Downloading a build programmatically requires a two-step process: first, generate a short-lived download token, then use that token to resolve the actual download URL. The download URL is served via a redirect response.
Unlike the other build endpoints, the download token endpoint is only available through the Workspace API and requires a Service Account token or a user session token obtained at login. The Integrations API (App API Token) does not support this endpoint.

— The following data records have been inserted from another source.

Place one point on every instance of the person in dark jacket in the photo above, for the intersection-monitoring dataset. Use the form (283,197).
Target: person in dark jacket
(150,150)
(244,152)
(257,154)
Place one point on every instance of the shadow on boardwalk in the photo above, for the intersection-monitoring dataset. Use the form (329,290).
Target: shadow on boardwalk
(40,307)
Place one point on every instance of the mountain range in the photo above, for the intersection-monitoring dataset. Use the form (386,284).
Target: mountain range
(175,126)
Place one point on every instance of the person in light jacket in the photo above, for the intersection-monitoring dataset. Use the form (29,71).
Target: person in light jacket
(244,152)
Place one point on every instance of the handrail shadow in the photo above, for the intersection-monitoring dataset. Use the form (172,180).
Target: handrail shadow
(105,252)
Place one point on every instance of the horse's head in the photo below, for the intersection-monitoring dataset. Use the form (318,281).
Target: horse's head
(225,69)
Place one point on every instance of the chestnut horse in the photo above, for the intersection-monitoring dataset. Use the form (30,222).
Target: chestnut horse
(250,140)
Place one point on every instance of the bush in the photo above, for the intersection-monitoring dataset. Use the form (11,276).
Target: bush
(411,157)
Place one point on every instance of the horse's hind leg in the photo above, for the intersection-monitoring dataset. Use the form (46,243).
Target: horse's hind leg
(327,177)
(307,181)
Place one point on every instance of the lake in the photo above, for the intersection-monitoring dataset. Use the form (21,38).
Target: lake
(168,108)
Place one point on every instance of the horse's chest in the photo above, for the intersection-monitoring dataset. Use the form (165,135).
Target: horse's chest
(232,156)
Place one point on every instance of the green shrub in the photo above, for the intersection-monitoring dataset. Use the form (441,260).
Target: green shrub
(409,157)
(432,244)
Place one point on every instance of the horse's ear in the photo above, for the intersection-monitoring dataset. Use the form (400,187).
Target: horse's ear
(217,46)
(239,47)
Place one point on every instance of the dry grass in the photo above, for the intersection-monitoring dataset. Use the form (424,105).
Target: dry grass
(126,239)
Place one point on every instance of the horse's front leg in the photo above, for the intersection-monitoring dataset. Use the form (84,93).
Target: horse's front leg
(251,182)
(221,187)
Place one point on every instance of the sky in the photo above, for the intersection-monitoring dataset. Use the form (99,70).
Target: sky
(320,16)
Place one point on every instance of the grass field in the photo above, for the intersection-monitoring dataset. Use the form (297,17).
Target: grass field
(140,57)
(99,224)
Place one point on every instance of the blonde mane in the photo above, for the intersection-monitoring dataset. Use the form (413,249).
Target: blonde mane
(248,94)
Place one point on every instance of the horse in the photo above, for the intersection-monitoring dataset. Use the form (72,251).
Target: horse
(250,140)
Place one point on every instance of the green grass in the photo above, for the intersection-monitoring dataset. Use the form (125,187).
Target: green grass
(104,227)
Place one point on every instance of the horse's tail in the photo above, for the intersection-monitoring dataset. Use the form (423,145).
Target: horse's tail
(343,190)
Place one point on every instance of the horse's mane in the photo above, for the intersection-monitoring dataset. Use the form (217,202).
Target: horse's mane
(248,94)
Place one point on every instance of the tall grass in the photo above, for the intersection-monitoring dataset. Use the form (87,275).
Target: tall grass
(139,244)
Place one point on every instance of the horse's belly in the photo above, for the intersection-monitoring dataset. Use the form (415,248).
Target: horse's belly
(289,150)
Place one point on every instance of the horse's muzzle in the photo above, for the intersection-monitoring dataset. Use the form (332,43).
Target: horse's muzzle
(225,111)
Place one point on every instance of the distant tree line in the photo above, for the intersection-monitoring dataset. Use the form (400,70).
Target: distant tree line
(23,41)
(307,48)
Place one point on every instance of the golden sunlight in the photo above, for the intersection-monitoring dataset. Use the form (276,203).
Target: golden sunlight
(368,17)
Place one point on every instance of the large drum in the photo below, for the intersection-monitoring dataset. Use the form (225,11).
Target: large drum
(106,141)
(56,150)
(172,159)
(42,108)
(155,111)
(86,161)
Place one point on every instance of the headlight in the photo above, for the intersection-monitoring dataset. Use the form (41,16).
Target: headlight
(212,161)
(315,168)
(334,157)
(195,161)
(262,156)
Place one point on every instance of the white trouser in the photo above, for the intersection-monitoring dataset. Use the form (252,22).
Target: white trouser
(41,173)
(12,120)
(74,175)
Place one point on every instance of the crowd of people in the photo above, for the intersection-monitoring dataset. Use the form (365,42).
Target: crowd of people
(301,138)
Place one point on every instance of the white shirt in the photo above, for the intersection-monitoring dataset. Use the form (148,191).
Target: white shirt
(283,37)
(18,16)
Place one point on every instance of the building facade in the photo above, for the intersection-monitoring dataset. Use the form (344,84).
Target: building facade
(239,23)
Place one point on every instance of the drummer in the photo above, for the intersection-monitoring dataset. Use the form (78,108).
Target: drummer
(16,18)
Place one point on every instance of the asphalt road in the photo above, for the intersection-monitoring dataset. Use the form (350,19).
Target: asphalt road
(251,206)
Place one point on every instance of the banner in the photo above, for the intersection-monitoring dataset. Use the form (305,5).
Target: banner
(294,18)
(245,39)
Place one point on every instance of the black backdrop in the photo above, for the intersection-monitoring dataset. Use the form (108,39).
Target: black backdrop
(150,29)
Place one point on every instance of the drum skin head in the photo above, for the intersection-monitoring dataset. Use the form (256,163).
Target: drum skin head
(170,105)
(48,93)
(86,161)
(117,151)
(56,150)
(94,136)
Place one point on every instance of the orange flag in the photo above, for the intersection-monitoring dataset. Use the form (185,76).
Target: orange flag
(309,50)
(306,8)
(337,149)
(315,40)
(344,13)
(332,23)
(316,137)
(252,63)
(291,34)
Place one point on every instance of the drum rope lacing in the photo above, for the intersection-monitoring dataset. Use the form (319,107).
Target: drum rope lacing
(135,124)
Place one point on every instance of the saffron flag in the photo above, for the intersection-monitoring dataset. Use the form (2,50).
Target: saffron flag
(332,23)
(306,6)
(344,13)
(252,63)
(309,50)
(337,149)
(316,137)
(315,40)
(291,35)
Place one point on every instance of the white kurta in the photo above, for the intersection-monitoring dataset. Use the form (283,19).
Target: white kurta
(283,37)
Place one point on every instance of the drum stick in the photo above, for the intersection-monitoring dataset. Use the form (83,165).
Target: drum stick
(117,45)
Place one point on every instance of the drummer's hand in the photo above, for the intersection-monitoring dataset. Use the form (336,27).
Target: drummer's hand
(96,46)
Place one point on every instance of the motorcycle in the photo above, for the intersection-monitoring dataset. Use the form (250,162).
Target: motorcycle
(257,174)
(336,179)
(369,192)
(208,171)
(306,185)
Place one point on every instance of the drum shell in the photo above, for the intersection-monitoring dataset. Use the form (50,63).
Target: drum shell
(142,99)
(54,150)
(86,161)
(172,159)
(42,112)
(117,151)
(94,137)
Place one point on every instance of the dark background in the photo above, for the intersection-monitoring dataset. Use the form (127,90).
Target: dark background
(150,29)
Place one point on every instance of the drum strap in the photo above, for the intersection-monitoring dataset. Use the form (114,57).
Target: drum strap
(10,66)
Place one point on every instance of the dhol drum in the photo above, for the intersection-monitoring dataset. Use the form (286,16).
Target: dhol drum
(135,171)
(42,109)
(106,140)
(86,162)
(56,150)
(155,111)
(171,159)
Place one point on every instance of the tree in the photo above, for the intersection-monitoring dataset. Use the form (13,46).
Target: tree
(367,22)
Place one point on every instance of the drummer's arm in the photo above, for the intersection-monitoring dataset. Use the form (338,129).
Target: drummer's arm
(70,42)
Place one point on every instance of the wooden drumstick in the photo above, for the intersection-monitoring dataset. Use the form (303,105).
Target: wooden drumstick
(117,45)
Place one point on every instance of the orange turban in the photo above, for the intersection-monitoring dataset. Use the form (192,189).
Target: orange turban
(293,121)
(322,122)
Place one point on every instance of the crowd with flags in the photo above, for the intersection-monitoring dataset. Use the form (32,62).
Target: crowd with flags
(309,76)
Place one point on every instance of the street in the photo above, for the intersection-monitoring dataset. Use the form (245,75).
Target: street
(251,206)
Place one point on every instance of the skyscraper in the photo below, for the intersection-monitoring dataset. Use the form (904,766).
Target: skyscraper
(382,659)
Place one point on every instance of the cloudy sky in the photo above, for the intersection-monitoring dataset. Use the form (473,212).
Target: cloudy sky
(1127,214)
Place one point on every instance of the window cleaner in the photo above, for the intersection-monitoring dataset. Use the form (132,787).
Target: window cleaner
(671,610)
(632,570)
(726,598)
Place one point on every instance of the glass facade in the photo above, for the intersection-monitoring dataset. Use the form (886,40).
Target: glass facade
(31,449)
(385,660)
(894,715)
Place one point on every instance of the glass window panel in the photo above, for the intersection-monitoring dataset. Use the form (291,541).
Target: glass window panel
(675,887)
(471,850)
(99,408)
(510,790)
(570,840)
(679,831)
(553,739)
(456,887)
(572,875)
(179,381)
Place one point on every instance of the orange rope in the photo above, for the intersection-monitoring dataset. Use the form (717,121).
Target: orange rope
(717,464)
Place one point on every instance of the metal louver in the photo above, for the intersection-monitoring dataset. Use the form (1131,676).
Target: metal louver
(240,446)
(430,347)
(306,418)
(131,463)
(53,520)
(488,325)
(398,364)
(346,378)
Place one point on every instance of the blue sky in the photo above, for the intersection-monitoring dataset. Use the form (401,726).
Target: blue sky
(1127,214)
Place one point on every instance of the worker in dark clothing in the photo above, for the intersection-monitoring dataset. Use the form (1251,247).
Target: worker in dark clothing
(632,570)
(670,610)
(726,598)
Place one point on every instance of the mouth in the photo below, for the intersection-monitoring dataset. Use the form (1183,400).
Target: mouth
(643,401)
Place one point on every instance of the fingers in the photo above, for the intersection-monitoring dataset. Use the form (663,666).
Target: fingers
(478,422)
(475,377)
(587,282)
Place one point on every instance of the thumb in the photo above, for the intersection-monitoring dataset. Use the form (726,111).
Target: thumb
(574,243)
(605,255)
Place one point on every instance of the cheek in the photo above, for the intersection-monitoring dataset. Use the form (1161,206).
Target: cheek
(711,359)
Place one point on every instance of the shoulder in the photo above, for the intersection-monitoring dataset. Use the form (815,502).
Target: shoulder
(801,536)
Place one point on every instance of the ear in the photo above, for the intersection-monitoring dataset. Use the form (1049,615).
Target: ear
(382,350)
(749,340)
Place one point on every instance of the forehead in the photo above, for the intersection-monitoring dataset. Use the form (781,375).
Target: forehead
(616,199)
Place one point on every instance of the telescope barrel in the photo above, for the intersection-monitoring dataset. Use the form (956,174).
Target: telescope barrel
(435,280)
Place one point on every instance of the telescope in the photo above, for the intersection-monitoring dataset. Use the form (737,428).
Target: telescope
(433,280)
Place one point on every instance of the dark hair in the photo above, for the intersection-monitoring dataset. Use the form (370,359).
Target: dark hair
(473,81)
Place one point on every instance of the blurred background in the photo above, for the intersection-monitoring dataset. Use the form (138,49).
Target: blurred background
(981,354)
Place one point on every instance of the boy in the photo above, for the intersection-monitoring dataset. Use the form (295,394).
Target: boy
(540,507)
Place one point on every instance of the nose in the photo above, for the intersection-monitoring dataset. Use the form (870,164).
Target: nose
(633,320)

To create a Service Account, see Service Accounts.
Overview: Download flow
Step 1: Generate a download token
GET /v1/organizations/{organizationId}/apps/{applicationId}/builds/{buildId}/downloadToken
→ returns { token, expiresAt }
Step 2: Resolve the download URL
GET https://download-api.applivery.io/v1/download/{token}
→ HTTP 302 redirect to the actual file URL
Generates a short-lived, single-use token that authorizes the download of a specific build file.
Endpoint
GET https://api.applivery.io/v1/organizations/{organizationId}/apps/{applicationId}/builds/{buildId}/downloadToken
Authentication
Authorization: Bearer <your_service_account_token>
Path parameters
| Parameter | Type | Required | Description |
|---|---|---|---|
organizationId |
String | Yes | The unique identifier (or slug) of your Applivery organization. |
applicationId |
String | Yes | The unique identifier of the app the build belongs to. |
buildId |
String | Yes | The unique identifier of the build you want to download. Returned by POST – Upload a Build and GET – List of Builds. |
Query parameters
| Parameter | Type | Required | Description |
|---|---|---|---|
type |
String | Yes | Specifies which file format to generate the download token for. See values below. |
type values
| Value | Description |
|---|---|
auto |
Default behavior. Returns a .apk for Android builds, or the manifest (.plist) for Apple builds. This is the standard option for in-app installation flows. |
file |
Returns the raw binary file. For Apple builds, this is the .ipa or .pkg file instead of the manifest. Use this when you need the actual file rather than an OTA install link. |
aab |
For Android builds originally uploaded as an .aab, this returns the original .aab file instead of the Universal .apk that Applivery generates from it. |
Example Request
curl 'https://api.applivery.io/v1/organizations/MY_ORG_SLUG/apps/MY_APP_ID/builds/MY_BUILD_ID/downloadToken?type=file' \
-X GET \
-H 'Accept: application/json' \
-H 'Authorization: Bearer YOUR_SERVICE_ACCOUNT_TOKEN'
Responses
{
"status": true,
"data": {
"token": "string",
"expiresAt": "string"
}
}
Build not yet processed. The build exists but has not finished processing. Only builds with status: processed can have download tokens generated.
{
"status": false,
"error": {
"code": 5014,
"message": "Build Not Processed"
}
}
{
"status": false,
"error": {
"code": 4002,
"message": "No auth token"
}
}
{
"status": false,
"error": {
"code": 3001,
"message": "Entity not found"
}
}
| Field | Description |
|---|---|
token |
The download token string. Pass this as the path parameter to Step 2 to resolve the download URL. |
expiresAt |
ISO 8601 timestamp indicating when the token expires. Tokens are short-lived — use them promptly after generation. |
Uses the token obtained in Step 1 to get the actual file download URL. The API responds with an HTTP 302 Found redirect to the file's storage location.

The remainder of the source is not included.